| | | Puerto Vallarta Real Estate | November 2008
Mexico's Most Distinguished 20th-Century Architect Built a Masterly Home All His Own Jeanne Claire van Ryzin - Austin American-Statesman go to original
| Now a museum open for tours, Casa Luis Barragán is a must-see destination in Mexico City for aficionados of modern architecture and design. | | Mexico City - Tucked away on a dead-end street in the modest Tacubaya neighborhood of this sprawling, bustling mega-metropolis lies an overlooked treasure of modern architecture.
The home and studio of famed Mexican architect Luis Barragán has perhaps an appropriately unpretentious exterior, nicely in step with the surrounding low-scale buildings housing small-scale shops, residences and light industries.
But inside, beyond the almost stark plastered concrete façade, is a showplace for Barragán's ingenious use of color and form, light and shadow and his inventive play between inside and out.
Now a museum open for tours, Casa Luis Barragán is a must-see destination in Mexico City for aficionados of modern architecture and design. In 2004, the museum - preserved complete with the architect's furnishings and artwork as he had it when he died in 1988 - was named a UNESCO World Heritage site, taking its place on a roster of notable international cultural sites.
Recipient of the 1980 Pritzker Architecture Prize (often called the Nobel Prize of architecture), Barragán believed that a house should function as a refuge from the outside world. "Any work of architecture which does not express serenity is a mistake," he once wrote. And like other homes of great architects, Barragán's reads as something of an autobiography - an eloquent manifesto in concrete where his ideas on design and on living are perfectly expressed and understood.
Born in 1902 in Guadalajara to a well-off family with a large ranch, Barragán first trained in engineering and only later taught himself architectural skills.

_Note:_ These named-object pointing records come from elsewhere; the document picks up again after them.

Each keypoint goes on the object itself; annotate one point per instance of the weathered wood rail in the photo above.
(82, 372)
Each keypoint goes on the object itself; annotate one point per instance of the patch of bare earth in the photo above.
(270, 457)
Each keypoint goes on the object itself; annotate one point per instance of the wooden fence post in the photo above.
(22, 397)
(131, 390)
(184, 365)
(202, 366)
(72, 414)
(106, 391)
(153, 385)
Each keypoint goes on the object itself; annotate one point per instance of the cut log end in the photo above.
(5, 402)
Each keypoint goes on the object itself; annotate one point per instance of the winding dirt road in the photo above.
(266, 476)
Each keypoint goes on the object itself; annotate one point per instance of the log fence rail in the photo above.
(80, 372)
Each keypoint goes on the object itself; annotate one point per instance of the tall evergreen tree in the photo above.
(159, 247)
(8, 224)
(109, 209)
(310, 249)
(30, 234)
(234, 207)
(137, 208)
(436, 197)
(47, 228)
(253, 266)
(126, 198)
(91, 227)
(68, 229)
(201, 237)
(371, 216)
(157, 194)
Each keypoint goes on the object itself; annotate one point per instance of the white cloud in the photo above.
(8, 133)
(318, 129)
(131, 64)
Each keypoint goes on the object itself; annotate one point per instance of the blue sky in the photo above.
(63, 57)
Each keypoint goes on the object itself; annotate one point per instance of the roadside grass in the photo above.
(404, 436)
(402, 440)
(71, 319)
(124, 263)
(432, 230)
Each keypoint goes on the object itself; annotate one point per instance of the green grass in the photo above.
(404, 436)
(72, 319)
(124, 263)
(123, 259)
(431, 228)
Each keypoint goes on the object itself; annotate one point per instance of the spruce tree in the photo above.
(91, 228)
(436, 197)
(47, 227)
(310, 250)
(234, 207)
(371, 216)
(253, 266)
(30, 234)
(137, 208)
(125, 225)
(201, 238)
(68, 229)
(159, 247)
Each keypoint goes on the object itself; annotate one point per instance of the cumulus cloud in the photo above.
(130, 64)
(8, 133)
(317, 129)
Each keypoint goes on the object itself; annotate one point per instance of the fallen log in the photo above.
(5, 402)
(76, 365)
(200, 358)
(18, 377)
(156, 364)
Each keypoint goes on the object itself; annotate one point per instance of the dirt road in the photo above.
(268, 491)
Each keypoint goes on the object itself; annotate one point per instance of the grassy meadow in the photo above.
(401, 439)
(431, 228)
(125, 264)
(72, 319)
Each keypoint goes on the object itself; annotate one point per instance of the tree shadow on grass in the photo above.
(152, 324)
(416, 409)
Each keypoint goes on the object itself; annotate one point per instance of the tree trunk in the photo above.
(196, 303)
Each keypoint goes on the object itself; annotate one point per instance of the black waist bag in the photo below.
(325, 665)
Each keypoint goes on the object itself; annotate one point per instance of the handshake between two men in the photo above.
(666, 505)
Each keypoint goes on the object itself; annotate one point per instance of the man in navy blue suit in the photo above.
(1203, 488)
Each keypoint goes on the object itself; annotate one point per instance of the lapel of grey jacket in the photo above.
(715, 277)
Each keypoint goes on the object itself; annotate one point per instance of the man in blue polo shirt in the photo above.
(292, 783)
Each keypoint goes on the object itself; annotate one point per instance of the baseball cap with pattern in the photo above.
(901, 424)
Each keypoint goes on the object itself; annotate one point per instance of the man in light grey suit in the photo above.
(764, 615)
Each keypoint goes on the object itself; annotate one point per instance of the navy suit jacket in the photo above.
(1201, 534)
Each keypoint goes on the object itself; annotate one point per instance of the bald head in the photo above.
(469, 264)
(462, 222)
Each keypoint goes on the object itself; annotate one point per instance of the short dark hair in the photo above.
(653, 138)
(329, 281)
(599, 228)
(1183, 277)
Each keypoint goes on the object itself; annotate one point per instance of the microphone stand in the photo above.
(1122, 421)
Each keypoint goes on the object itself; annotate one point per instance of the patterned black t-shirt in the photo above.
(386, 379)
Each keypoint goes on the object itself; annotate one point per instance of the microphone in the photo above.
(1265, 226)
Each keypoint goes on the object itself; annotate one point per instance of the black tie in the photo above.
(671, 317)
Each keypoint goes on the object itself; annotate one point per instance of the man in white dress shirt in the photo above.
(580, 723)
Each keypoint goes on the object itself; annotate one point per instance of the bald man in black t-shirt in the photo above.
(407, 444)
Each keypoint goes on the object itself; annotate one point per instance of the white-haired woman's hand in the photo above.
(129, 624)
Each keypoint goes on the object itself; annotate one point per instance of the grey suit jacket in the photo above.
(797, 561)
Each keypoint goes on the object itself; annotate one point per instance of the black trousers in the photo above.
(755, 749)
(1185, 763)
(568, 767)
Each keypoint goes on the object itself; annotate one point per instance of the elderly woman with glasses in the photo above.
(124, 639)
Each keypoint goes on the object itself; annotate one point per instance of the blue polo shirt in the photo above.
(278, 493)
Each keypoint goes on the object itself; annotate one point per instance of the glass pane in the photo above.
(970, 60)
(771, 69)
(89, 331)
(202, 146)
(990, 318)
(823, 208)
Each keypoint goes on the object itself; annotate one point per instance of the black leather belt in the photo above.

In the 1920s, he embarked on the first of many trips to Europe, traveling and studying extensively in France and Spain. In Paris, Barragán studied for a while with Le Corbusier, the pioneering Swiss architect who espoused a sleek, minimalist machine-inspired aesthetic that came to be known as the International Style because of its repudiation of regional design influences. "A house is a machine for living in," Le Corbusier famously proclaimed.
Barragán took Le Corbusier's theories to heart - though not completely. As is evident in his Mexico City home and studio, which he built in 1947, Barragán's mature style brilliantly wove together modern minimalism with traditional Mexican architectural influences. His synthesis of modern sensibilities with vernacular elements - remembered from his childhood on his family's ranch - evolved into a signature style all its own that has been greatly influential, especially on contemporary Mexican architecture.
At about 3,500 square feet, Casa Luis Barragán functioned as both the architect's home and his professional studio; two separate street entrances lead to the living quarters and professional space. Today, the vestibule of the studio serves as a gathering place for guided tours, with a small office off the vestibule now a bookstore stocked with volumes by and about Barragán and architecture in general. (There is an illustrated English-language guide to Casa Luis Barragán available for 150 pesos, or about $12.)
Step inside the foyer of the residence, and immediately Barragán's style announces itself. A saturated magenta wall casts a pink glow onto walls in plain whitewash. Raw volcanic stone floor tiles and unadorned carved volcanic stone stairs contrast in their rugged simplicity with a large gilt square of a minimalist painting that hangs on the landing.
Indeed, throughout the house the same symphony of stark contrasts continues. Moments of bright colors - pink, yellow, orange - balance against swaths of simple whitewashed walls. Plain wood or stone floors become stages for sophisticated minimalist furniture and sumptuous art objects.
An equally sophisticated sense of blending inside and outside is apparent as you journey into the living room. Barragán believed the garden was just as important as the building itself. Hence, double-height windows open to the garden, making the outdoors into an extension of the house and architecture.
That Barragán was able to synthesize such disparate elements and ideas - color and the absence of color, inside and outside, rugged natural materials and sleek artificial forms, modernism and tradition - into a unified whole distinguishes the architect's singular mark on 20th-century architecture. And through its many intriguing spaces, Casa Luis Barragán reveals that genius.